8Want vraag toch naar het vorige geslacht, en bereid u tot de onderzoeking hunner vaderen.
 geslacht, Versta, een menigte van mensen, die in een eeuw of sommige jaren tezamen leven; zie Gen 6:9 ; Psa 12:8 .
,
 hunner vaderen Te weten, die in de vorige geslachten geweest zijn en verkregen hadden, zo door de langheid huns levens en grote ervaring als door verscheidene openbaringen Gods, groot verstand en wijsheid.
9Want wij zijn van gisteren en weten niet; dewijl onze dagen op de aarde een schaduw zijn.
 wij zijn Die met die voorvaderen niet te vergelijken zijn, hebbende een korter leven, mindere ervarenheid, en niet zoveel openbaringen van God.
,
 schaduw zijn Dat is, zeer vergankelijk, ijdel en nietig. Vergelijk de aangewezen plaatsen.
10Zullen die u niet leren, tot u spreken, en uit hun hart redenen voortbrengen?

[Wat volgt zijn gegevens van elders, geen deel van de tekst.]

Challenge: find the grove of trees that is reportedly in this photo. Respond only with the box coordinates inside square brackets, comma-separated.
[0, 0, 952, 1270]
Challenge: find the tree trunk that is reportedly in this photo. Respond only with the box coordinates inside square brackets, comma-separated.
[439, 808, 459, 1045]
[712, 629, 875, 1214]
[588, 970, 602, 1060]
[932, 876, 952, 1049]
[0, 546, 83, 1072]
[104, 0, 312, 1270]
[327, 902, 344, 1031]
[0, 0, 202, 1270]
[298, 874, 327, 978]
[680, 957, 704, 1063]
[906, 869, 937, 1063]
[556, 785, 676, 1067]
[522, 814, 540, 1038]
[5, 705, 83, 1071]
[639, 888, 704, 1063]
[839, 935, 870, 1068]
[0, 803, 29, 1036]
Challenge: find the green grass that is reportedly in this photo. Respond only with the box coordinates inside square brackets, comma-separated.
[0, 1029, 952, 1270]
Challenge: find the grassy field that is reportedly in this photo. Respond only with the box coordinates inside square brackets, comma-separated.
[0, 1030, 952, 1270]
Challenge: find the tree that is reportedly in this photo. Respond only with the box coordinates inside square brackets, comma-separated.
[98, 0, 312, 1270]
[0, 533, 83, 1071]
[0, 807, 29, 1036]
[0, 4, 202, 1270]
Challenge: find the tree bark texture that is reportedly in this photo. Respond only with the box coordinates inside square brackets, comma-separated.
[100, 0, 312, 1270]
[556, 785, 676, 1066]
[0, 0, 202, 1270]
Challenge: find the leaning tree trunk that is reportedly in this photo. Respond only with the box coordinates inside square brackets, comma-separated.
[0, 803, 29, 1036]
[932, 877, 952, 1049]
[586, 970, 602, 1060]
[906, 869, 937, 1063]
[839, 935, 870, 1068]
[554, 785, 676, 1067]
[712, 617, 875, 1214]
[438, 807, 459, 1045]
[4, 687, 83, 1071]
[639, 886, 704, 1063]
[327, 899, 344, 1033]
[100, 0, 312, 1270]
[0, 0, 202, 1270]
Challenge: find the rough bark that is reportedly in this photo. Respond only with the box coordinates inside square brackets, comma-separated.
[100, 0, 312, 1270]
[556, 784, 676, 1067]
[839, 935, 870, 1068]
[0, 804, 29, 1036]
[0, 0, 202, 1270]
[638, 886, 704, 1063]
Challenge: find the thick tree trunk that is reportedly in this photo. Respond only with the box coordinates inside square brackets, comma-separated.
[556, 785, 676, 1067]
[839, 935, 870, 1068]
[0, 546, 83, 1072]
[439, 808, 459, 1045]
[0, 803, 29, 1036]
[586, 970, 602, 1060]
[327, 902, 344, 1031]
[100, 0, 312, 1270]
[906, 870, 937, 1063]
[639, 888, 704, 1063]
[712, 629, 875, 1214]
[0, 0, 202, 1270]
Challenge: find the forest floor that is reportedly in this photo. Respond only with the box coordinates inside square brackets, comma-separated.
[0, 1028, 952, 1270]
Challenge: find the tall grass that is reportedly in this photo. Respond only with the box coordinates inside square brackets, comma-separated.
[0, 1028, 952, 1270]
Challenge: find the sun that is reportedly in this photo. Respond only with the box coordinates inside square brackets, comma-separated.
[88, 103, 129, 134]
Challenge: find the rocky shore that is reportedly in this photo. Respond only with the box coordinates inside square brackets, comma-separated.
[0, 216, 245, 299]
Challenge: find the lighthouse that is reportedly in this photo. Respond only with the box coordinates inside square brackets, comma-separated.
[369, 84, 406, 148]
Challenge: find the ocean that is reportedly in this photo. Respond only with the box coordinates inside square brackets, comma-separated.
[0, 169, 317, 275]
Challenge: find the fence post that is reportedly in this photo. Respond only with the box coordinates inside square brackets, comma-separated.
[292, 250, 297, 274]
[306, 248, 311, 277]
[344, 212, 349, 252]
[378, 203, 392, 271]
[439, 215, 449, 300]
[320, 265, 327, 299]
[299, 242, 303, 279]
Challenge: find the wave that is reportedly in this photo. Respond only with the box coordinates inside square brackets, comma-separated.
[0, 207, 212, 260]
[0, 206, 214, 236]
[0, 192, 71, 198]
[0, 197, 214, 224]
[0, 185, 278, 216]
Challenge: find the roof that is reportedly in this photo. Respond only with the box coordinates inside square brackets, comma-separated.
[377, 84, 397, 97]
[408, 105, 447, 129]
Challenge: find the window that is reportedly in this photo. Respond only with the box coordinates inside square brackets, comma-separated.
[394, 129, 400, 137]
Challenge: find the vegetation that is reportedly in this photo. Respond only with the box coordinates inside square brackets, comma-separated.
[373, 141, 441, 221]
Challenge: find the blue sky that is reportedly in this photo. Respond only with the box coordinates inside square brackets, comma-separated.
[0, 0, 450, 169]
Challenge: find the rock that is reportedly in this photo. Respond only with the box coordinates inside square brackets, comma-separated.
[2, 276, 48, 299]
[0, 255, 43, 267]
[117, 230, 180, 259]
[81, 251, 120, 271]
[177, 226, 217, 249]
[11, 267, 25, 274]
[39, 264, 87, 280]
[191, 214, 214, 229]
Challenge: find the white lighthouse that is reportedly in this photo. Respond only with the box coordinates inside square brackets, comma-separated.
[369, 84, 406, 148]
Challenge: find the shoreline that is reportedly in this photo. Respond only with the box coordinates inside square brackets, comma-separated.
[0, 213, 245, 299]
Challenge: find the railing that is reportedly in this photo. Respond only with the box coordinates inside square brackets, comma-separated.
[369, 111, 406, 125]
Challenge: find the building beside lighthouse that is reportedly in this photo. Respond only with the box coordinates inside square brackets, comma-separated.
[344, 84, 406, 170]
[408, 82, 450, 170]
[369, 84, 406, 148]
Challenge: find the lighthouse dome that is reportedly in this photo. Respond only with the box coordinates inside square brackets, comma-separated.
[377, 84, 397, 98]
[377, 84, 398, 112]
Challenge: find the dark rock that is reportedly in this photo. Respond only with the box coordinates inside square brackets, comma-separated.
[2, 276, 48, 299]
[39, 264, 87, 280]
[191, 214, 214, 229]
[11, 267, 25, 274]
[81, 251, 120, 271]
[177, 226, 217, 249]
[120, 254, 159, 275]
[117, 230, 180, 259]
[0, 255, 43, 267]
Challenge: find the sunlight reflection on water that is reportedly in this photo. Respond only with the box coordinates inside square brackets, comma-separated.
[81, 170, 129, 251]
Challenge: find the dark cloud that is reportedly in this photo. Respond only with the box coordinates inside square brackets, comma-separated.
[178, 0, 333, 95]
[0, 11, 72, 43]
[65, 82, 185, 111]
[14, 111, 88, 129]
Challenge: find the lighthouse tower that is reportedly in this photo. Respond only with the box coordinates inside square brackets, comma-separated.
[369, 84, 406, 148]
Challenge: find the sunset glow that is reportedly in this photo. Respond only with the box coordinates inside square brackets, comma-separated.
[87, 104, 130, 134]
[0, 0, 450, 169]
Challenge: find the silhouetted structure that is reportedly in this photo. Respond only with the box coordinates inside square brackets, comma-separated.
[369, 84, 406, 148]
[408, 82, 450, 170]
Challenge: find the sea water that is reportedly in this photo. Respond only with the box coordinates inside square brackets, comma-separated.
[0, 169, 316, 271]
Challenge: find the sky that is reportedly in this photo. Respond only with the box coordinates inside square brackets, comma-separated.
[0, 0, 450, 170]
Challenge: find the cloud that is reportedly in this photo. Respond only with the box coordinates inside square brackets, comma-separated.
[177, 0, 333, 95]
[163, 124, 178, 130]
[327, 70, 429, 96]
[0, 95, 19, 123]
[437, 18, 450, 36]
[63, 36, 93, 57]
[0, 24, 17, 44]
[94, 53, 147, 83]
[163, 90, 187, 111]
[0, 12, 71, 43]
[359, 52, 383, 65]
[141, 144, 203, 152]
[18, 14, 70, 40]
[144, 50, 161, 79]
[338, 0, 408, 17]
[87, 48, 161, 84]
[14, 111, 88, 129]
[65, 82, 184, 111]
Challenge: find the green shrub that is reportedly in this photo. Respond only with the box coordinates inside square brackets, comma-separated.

 die u niet Te weten, die voorvaderen, tot welken Job van Bildad gewezen was, boven, vs.8. Deze manier van vragen heeft macht om zeer te verzekeren; zie Gen 13:9 .
,
 leren, Te weten, van de voorzienigheid en oordelen Gods, die wonderbaar zijn, en van de uitkomsten der goeden, die goed, en der kwaden, die kwaad zijn.
,
 uit hun hart Dat is, niet dat hun haastelijk uit de lippen valt, maar dat zij tevoren wel rijpelijk met het verstand bedacht en met de daad bevonden hebben.